Step 1: A Clear GoalEvery single successful data visualization begins with a question, a curiosity, followed by dedicated research. Data sets can be found in a large variety of places. Census tracts are useful and free resources that can benefit almost any topographic endeavor, especially those focused on discovering correlations between demographic, behavioral, and geographic data to learn more about the people which the data represents. There are scores of resources that maintain lists of usable information, some which are part of the open data movement, others that are only accessible for a fee. Another option for finding information, sometimes overlooked, is asking questions on forums, in blog comments, etc. The analyst should always use caution before beginning a project to ensure a reliable dataset.
Step 2: CleaningThe next step, especially when constructing something to publish, is to clean the data. Capitalization should be consistent, spelling errors and extra spaces eradicated, and formatting developed with purpose. You may have 100,000 rows of data or more, so no time to waste! We call this technique “data wrangling,” and there are many useful tools to help in this sort of effort. One such tool is an open source application called OpenRefine. OpenRefine allows the user to group the data using pieces of information, such as a string (a sequence of characters), a numeric value, or any other similarity that the data share. This is helpful for discovering typos, capitalization patterns, or other differences within a cell of data. This application can transform the data into other formats; combine it with other data sets, and more. OpenRefine fits most of CATMEDIA’s data wrangling needs. There are tools available for a fee that can help with other specific needs.
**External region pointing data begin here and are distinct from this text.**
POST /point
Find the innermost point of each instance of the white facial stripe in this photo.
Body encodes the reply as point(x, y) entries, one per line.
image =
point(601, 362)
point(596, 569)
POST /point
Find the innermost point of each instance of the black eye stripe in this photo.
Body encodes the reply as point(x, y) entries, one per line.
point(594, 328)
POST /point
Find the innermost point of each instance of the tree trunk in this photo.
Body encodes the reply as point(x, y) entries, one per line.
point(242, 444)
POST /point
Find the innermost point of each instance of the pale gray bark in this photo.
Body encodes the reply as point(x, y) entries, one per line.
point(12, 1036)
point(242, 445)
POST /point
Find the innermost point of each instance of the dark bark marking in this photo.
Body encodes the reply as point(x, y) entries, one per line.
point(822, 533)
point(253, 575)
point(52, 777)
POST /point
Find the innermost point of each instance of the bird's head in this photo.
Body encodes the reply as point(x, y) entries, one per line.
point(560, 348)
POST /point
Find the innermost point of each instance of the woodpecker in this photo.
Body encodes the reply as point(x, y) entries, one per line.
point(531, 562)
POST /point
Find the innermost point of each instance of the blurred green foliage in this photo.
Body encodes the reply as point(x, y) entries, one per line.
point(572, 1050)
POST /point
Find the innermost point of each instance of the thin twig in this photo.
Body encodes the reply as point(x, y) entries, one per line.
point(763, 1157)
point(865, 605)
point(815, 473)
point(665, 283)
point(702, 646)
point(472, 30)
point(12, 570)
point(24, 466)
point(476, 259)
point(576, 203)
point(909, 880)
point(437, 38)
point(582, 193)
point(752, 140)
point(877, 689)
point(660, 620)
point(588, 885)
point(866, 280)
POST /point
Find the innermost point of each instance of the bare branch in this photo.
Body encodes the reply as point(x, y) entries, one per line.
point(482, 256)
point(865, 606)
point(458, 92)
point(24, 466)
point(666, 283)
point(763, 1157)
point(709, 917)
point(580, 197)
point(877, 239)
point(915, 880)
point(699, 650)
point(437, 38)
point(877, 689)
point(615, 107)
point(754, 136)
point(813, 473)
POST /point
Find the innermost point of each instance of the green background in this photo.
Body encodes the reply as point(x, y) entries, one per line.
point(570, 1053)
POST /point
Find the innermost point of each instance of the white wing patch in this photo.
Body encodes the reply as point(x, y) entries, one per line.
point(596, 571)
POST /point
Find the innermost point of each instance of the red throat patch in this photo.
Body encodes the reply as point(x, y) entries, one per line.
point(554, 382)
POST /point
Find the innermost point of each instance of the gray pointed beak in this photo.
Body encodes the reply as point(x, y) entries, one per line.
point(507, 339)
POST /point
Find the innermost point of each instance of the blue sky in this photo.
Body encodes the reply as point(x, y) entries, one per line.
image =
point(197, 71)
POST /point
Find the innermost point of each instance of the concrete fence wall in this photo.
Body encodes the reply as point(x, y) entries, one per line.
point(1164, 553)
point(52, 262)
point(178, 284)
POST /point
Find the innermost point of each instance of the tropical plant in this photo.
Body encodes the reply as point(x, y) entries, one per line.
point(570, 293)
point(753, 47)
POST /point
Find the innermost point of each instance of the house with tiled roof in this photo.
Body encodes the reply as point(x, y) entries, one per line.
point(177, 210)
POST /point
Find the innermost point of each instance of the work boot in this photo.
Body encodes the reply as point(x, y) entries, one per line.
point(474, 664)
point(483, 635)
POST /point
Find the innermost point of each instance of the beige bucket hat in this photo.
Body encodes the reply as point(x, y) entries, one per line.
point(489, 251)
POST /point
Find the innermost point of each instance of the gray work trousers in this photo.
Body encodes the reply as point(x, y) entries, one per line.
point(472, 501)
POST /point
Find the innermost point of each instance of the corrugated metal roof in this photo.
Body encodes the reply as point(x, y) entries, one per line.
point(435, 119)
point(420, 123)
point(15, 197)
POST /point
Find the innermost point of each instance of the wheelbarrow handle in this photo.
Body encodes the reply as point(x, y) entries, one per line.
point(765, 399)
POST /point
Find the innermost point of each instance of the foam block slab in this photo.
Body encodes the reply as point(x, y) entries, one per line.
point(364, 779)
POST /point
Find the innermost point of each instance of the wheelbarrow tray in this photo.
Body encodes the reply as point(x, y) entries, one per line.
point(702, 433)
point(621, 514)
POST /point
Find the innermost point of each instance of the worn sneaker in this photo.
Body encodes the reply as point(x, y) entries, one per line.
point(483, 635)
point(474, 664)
Step 3: DiscoveryThe next step in this method is to import the cleaned data into an applicable geographical data visualization software, and begin analysis. Today, there are many innovative mapping software projects and presentation tools to choose from, making it difficult to recommend just one. I’ll let you in a little secret. The most important part of creating a successful data visualization is uncovering a story, trend, or insight from the data using curiosity, ingenuity, and creativity. This part is fun and exciting, full of adventure, and unexpected surprises. Thoughtful experimentation will help guide this process and reveal insight from what was once a series of numbers. There are tried and true methods for representing geographical data that were developed and implemented long before digital interactive mapping was a glimmer in a cartographer’s eyes. For the purposes of this blog, I have laid out a brief description of a few types of thematic mapping. Thematic maps are usually used as tools to present statistical data connected with geographical locations, as opposed to general maps, like atlases. Here are some of the most widely used types of thematic maps.
- Choropleth maps: use color to represent rates, quantities, values, etc. over a geographic range. Here, the linguistic stems are “choro,” meaning area, and “plethos,” meaning multitude.
- Dot maps: use markings of the same shape, size, etc. to represent a singular unit of data. Trends can be identified by determining patterns, or lack thereof, among the symbols.
- Graduated and proportional symbols: use markings of different sizes to represent different values. For example, a larger value might utilize a larger symbol.